We’re playing a very shitty hand, and it’s all the worse because it’s one that we dealt. But who you are today and who you become matter because THAT’S the you that you’re going to be living with from this day on. It’s hard to imagine a day where you can’t be reminded of the horrible things you’ve done, but if you allow yourself to change for the better it will make a difference in your life.
I know getting past/through this seems daunting, and it’s fucking hard. It’s gonna get worse. But if we view our existence as a gift and something to be grateful for and relish in, the pain must be accepted as temporary. You will have to let yourself heal, and that might be without your BH as a partner. Let go of outcomes, be grateful for what you can see, and know that we’re here to prop you up when your legs start to wobble.
Me: WH (Multiple OEA/PA, culminating in 4 month EA/PA. D-Day 20 Oct 2018 41 y/o)Married 14 years Her: BS 37 y/o at D-Day13 y/o son, 10 y/o daughter6 months HB, broken NC, TT Divorced
BluesPower ( member #57372) posted at 6:58 PM on Wednesday, November 6th, 2019
My BH can't live with the fact that I sent photos of myself to another man. He is a very moral person and this goes against his core values. He considers himself a cuckold and that I never loved him if I even thought about another man. I don't think he's going to change his mind.

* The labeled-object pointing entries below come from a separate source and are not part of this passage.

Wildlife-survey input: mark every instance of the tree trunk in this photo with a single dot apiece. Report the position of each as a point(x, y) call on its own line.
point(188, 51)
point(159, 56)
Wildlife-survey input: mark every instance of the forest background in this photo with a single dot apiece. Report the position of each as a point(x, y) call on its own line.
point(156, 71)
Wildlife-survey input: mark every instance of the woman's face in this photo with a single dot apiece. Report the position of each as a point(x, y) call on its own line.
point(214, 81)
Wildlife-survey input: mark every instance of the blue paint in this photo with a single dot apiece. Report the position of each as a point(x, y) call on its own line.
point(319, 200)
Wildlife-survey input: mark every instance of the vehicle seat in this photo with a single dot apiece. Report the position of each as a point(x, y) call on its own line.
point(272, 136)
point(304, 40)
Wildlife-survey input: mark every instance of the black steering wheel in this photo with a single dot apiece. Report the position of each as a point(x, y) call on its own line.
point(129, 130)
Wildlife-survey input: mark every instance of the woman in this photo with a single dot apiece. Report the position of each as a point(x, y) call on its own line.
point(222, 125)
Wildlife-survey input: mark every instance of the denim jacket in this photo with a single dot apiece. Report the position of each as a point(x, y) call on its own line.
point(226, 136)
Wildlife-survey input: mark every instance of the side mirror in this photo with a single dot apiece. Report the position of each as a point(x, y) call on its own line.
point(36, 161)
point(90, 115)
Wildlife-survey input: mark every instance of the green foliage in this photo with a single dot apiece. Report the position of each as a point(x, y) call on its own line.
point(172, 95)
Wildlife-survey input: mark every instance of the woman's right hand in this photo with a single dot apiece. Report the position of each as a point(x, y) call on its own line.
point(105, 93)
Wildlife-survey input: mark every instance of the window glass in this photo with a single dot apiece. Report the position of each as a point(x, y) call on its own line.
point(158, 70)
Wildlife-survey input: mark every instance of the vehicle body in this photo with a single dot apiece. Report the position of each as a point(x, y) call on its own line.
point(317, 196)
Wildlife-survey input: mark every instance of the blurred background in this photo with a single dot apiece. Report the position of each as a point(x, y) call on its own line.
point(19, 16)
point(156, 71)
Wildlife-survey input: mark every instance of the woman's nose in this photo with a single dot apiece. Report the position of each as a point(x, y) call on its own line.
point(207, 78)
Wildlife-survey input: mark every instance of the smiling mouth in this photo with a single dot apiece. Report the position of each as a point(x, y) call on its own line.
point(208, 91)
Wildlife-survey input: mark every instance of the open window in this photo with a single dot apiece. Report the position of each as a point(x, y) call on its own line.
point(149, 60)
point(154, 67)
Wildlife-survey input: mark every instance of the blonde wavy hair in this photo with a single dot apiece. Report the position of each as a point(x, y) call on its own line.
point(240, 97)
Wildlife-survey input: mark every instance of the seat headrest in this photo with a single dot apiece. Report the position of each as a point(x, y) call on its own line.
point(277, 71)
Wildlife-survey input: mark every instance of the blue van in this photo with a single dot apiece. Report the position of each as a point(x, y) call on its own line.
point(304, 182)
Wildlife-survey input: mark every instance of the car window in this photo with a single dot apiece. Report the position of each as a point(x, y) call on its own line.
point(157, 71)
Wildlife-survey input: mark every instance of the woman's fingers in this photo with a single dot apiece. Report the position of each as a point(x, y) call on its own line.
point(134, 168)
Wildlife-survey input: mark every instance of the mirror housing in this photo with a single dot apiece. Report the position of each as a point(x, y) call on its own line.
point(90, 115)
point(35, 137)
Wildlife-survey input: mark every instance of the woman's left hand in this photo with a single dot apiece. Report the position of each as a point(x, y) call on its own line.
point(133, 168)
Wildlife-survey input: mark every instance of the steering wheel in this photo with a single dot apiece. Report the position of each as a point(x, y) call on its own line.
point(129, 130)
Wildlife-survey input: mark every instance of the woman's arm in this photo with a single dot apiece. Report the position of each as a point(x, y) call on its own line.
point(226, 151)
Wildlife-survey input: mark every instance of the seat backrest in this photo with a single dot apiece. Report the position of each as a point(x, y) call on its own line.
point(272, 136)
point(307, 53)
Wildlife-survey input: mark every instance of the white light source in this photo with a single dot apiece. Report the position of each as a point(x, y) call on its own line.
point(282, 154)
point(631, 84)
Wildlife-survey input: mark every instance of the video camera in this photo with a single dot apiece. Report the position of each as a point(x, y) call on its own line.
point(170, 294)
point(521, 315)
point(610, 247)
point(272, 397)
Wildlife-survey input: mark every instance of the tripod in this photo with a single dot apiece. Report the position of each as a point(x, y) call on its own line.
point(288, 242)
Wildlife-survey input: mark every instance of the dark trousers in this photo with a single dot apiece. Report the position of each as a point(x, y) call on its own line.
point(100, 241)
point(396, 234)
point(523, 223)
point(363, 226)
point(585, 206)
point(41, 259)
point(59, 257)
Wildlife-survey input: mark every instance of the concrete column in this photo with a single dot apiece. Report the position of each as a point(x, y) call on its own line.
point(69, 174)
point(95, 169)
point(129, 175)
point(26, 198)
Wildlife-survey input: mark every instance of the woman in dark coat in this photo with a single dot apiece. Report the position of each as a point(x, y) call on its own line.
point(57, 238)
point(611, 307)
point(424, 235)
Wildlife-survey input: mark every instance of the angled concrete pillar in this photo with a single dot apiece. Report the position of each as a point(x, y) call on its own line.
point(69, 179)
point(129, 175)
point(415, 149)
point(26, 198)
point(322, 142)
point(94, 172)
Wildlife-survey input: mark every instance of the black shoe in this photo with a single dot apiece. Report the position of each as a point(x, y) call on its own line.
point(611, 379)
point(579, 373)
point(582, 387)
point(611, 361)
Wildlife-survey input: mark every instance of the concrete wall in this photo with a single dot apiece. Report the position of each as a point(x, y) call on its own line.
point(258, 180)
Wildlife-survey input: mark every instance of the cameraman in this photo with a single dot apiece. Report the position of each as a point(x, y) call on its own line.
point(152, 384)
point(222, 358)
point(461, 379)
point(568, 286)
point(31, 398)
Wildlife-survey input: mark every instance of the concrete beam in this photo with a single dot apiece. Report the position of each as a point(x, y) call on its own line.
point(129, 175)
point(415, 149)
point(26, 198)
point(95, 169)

Even though this happened almost a decade ago its very fresh to him, and he says he can't stay married to me even though part of him will always love me. I betrayed his trust, more than once. He is so angry and hurt. He has every right to be. I do hope for the sake of our small children we can get through this but its been so awful, I don't know.
I understand that the things you say in this post are true.
He has every right to divorce you and he may. However, you have to do your best for him and your children.
And in order to do that, you need to start thinking clearly.
While I think some of your H's feelings may be over the top, who am I or anyone to say that. And it is true that for him, It just happened.
What I am saying to you is, start thinking clearly, and pull yourself together.
I get that you feel horrible, with reason, but take a breath and center yourself...
devastated717 (original poster new member #71906) posted at 8:14 PM on Wednesday, November 6th, 2019
Trying to center myself. Staying busy today has helped. We have counseling this evening at 5, which I always dread bc it’s always so terrible. But he’s showing up, and we are doing the work.